Senin, 14 Oktober 2024

Tokoh Pejuang Mempertahankan Integrasi Bangsa - Sri Sultan Hamengku Buwono IX

Sri Sultan Hamengku Buwono IX memiliki nama asli Bendoro Raden Mas Dorodjatun. Beliau lahir di Yogyakarta pada tahun 1912 dan merupakan putra sulung Sri Sultan Hamengku Buwono VIII. Sejak muda, Sri Sultan Hamengku Buwono IX telah mengecap pendidikan Belanda. Setelah lulus dari Hogere Burger School (HBS), ia melanjutkan kuliahnya ke Belanda di Rijksuniversiteit Leiden dengan mengambil dua jurusan sekaligus, yaitu ekoonomi dan indologie (keilmuan tentang Indonesia). Ketika Perang Dunia II meletus, Sri Sultan kembali ke tanah air, dan kemudian dilantik sebagai sultan menggantikan ayahnya.

Walaupun pendidikan Belanda sangat lekat dengan dirinya, hal tersebut tidak memengaruhi perilaku kesehariannya. Dalam sikap politiknya, ia sangat menentang Belanda dan ketidaksetujuannya dengan penjajah terus berlanjut ketika Jepang berkuasa di Indonesia. Pascakemerdekaan Indonesia, ia terus aktif di dunia politik dan pernah menjabat sebagai menteri negara pada masa Kabinet Syahrir III, Amir Syarifuddin I, dan Kabinet Hatta I. Pada 25 Maret 1973, ia diangkat sebagai wakil presiden kedua pada masa Orde Baru.

Nasionalisme sultan tidak diragukan lagi dan telah ditunjukkan sejak awal pemerintahan RI. Ketika negara baru ini dibentuk, tanpa ragu ia menyatakan secara resmi bahwa Yogyakarta berada dalam wilayah NKRI. Hal ini menunjukkan sikap prointegrasi, meskipun sebagai raja ia dapat saja mempertahankan pemerintahannya sendiri di Yogyakarta.

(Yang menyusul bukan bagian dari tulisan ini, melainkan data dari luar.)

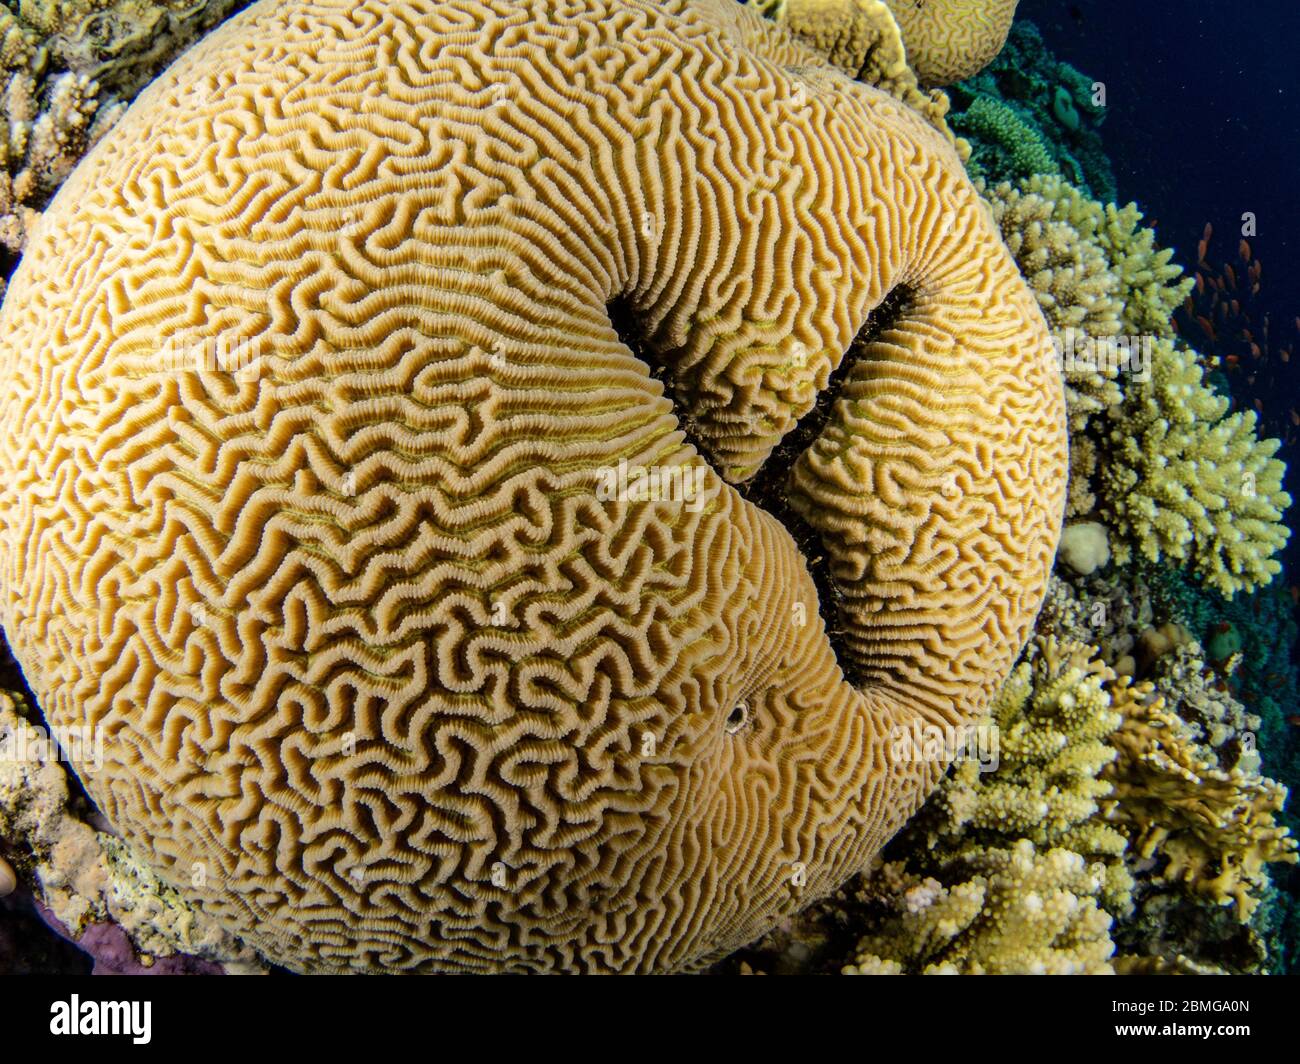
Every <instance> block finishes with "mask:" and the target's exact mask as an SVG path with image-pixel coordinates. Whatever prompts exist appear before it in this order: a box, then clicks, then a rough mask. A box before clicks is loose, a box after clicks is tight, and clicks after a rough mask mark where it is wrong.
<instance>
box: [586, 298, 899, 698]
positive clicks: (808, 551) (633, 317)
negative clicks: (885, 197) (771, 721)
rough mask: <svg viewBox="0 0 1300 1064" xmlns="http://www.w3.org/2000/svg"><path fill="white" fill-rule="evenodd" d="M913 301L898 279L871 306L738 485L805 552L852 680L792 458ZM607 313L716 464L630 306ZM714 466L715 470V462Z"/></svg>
mask: <svg viewBox="0 0 1300 1064" xmlns="http://www.w3.org/2000/svg"><path fill="white" fill-rule="evenodd" d="M914 302H915V299H914V291H913V290H911V289H910V287H907V286H906V285H900V286H897V287H894V289H893V290H892V291H891V293H889V294H888V295H885V298H884V299H883V300H881V302H880V306H878V307H876V308H875V310H874V311H872V312H871V315H870V316H868V317H867V321H866V324H865V325H863V326H862V328H861V329H859V330H858V334H857V336H855V337H854V338H853V342H852V343H850V345H849V350H848V351H846V352H845V355H844V358H842V359H841V362H840V364H839V366H837V367H836V369H835V372H832V373H831V379H829V380H828V381H827V386H826V388H824V389H822V392H820V394H819V395H818V398H816V403H815V405H814V407H813V410H810V411H809V412H807V414H805V415H803V418H801V419H800V423H798V424H797V425H796V427H794V428H793V429H792V431H790V432H788V433H787V434H785V437H784V438H783V440H781V442H780V444H779V445H777V446H776V447H775V450H774V451H772V454H771V455H768V458H767V460H766V462H764V463H763V468H762V470H759V471H758V473H757V475H755V476H754V477H753V480H750V481H748V483H746V484H741V485H737V490H738V492H740V493H741V496H742V497H744V498H745V499H748V501H749V502H751V503H754V505H755V506H759V507H762V509H763V510H766V511H767V512H768V514H771V515H772V516H774V518H776V520H779V522H780V523H781V524H783V525H784V527H785V531H787V532H789V533H790V539H793V540H794V545H796V546H797V548H798V550H800V553H801V554H802V555H803V559H805V562H806V563H807V567H809V571H810V572H811V575H813V583H814V584H815V585H816V593H818V611H819V613H820V615H822V622H823V623H824V624H826V631H827V635H828V636H829V639H831V646H832V648H833V649H835V653H836V657H837V658H839V661H840V666H841V667H842V669H844V674H845V678H846V679H848V680H849V682H850V683H858V682H861V679H862V676H861V675H859V674H858V671H857V669H855V666H854V663H853V659H852V657H850V656H849V654H848V653H846V650H845V646H844V641H842V632H844V630H842V628H841V624H840V613H841V611H840V604H841V601H842V597H844V596H842V594H841V592H840V589H839V588H837V587H836V583H835V580H833V579H832V576H831V565H829V561H828V558H827V553H826V550H824V549H823V546H822V536H820V533H818V532H816V529H814V528H813V527H811V525H810V524H809V523H807V522H805V520H803V518H801V516H800V515H798V514H797V512H796V511H794V507H792V506H790V499H789V477H790V470H793V468H794V462H796V460H797V459H798V457H800V455H801V454H803V451H806V450H807V449H809V447H810V446H811V445H813V442H814V441H815V440H816V438H818V436H820V434H822V431H823V429H824V428H826V423H827V420H828V419H829V416H831V410H832V407H833V406H835V402H836V399H839V397H840V392H841V390H842V388H844V382H845V380H848V377H849V375H850V373H852V372H853V367H855V366H857V364H858V363H859V362H862V360H863V359H866V358H868V355H867V349H868V347H870V346H871V345H872V343H874V342H875V341H878V339H879V338H880V337H881V336H883V334H884V333H885V332H887V330H888V329H891V328H893V326H894V325H896V324H897V323H898V321H900V320H901V319H902V317H905V316H906V315H907V313H910V311H911V308H913V306H914ZM608 313H610V323H611V324H612V325H614V329H615V332H616V333H617V334H619V339H620V341H623V343H625V345H627V346H628V349H629V350H630V351H632V354H634V355H636V356H637V358H638V359H641V362H642V363H645V366H646V367H647V368H649V371H650V376H651V377H654V379H655V380H656V381H659V382H660V384H662V385H663V388H664V394H667V395H669V397H672V398H673V399H675V406H676V408H677V410H676V412H677V423H679V425H680V428H681V431H682V432H684V433H685V436H686V441H688V442H689V444H690V445H692V446H693V447H694V449H695V451H697V453H698V454H699V455H701V457H702V458H703V459H705V460H706V462H708V463H710V466H712V462H711V460H710V455H708V450H707V449H706V447H705V446H703V445H702V444H701V441H699V440H698V438H697V437H695V434H694V433H693V432H692V428H690V418H689V416H688V415H686V412H685V411H684V410H682V403H681V402H680V397H677V395H676V393H675V386H673V381H672V371H671V368H669V367H668V366H666V364H664V363H663V360H660V359H659V358H658V356H656V355H655V354H654V351H653V350H650V347H649V345H647V343H646V342H645V339H643V336H642V333H641V330H640V328H638V325H637V321H636V315H634V313H633V312H632V308H630V306H629V304H628V303H627V300H624V299H615V300H612V302H611V303H610V304H608ZM712 467H714V470H715V471H716V466H712Z"/></svg>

Hamengku Buwono IX dikenal juga sebagai Bapak Pramuka Indonesia, penghargaan yang diterimanya dari Boy Scout od America. Lencana Tunas Kencana Pramuka Indonesia menunjukkan perhatiannya terhadap pembinaan generasi muda. Menurutnya, kegiatan kepemudaan harus mendapat perhatian serius dari pemerintah. Di tangan pemudalah semangat nasionalisme atau kebangsaan dan semangat cinta tanah air akan diwariskan untuk terus dipertahankan.

Peran penting Hamengku Buwono IX lainnya adalah ketika Jakarta sebagai pusat pemerintahan Indonesia dapat dikuasai Sekutu. Oleh karena itu, pada 4 Januari 1956, pusat pemerintahan dialihkan ke Yogyakarta. Soekarno dan Hatta serta yang lainnya beserta keluarganya juga pindah ke Yogyakarta.

Sultan Hamengku Buwono IX juga memiliki peran besar dalam peristiwa Serangan Umum 1 Maret 1946, ketika Belanda berhasil menguasai Yogyakarta selama 6 jam. Serangan tersebut dimaksudkan untuk memberikan peringatan kepada Belanda dan dunia interansional bahwa perjuangan rakyat Indonesia masih terus berlanjut.